Pasaron los días, falleció mi hermana, nada pudo hacer la Santa para recuperar su salud, deteriorada día tras día. ¿Cómo interpretar las palabras dichas por la Santa Muerte sobre mi trabajo? Busco la posible respuesta en las palabras de mi hermana, su recuerdo. María Guadalupe falleció hace algunos años en Tehuantepec, alguna tarde en Monte Albán recuerdo su voz; puedo ver sus ojos, el día del sepelio hice un espacio en la hora del pésame, para escribir la columna sobre su muerte, que envié al periódico.

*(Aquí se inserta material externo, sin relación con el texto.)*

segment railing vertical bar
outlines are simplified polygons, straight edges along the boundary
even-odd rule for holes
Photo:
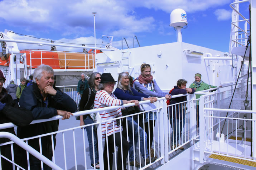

Lupita, así le decíamos, era muy generosa, una vez me regaló una virgen del Carmen que trajo de Guadalajara, doce horas de camino con transbordo de la Central del Norte a la Tapo, en la Ciudad de México, cuando me entregó la virgen, me dijo: “Es la reina del mar, la traje para que te cuide”. Conservo la imagen en la sala de mi casa, junto a la música, los viejos discos de acetato.
Escribo para obedecer a mis muertos, cuando escribo tengo nueve años, mi padre está vivo, cuenta con 54 años de edad; en mi infancia falleció mi padre, marino militar, desde ese tiempo busco el reconocimiento del finado, soy huérfano de padre; el otro día, en la tarde, salí al patio a tomar un poco de aire fresco luego de permanecer muchas horas frente al trasto de las palabras; me puse a pensar que el espacio que ocupa la casa, a las faldas de Monte Albán, como un sitio de poder: el espacio me entrega las condiciones, temperatura para levantar esta escritura.
Descubro, como dijo Valery, que la vida del hombre depende de los recuerdos que se levanten al mencionar su nombre; puedo escribir frente a la muerte de mis seres queridos, un día tocó escribir sobre la muerte de José Luis, mi hermano tan querido, imagino el instante en que mi hermano estuvo frente a su propia muerte (era el campo, cielo abierto bajo la fronda de un enorme árbol de mango), escucho que zumban miles de abejas sobre el panal, fijas frente a su boca, como letras oscuras en la página del libro; digo María Guadalupe, Miguel Ángel, José Luis, José, Facunda y mis dedos se agitan sobre el teclado de la máquina.
Blanchot dice que la escritura surge como producto de un instante de iluminación, a la manera de Marcel Proust; habla de las sirenas que convirtieron a Ulises en Homero y lo condenaron a pasar frente a ellas por toda la eternidad, con los oídos tapados; quien escribe lo hace desde un presente eternizado.
Avanza la tarde en Monte Albán, tarde bermeja, vuelve la escritura de Salvador Elizondo mientras el perro con fuertes ladridos intenta dar alcance a las abejas: “También puedo acordarme escribiendo que ya había escrito que me imaginaría escribiendo que había escrito que me imaginaba escribiendo que me veo escribir que escribo”; alguna vez acompañé a mi hermana a Tlacolula al templo de su “comadre”, el lugar de adoración en los Valles Centrales, pude ver el rostro de la Santa, el oloroso altar; las negras ropas largas, la frente alta.
* Santo Domingo Tehuantepec, 1964, ganador de la convocatoria Parajes 2020 en el género Novela, emitida por la Secretaría de las Culturas y las Artes de Oaxaca.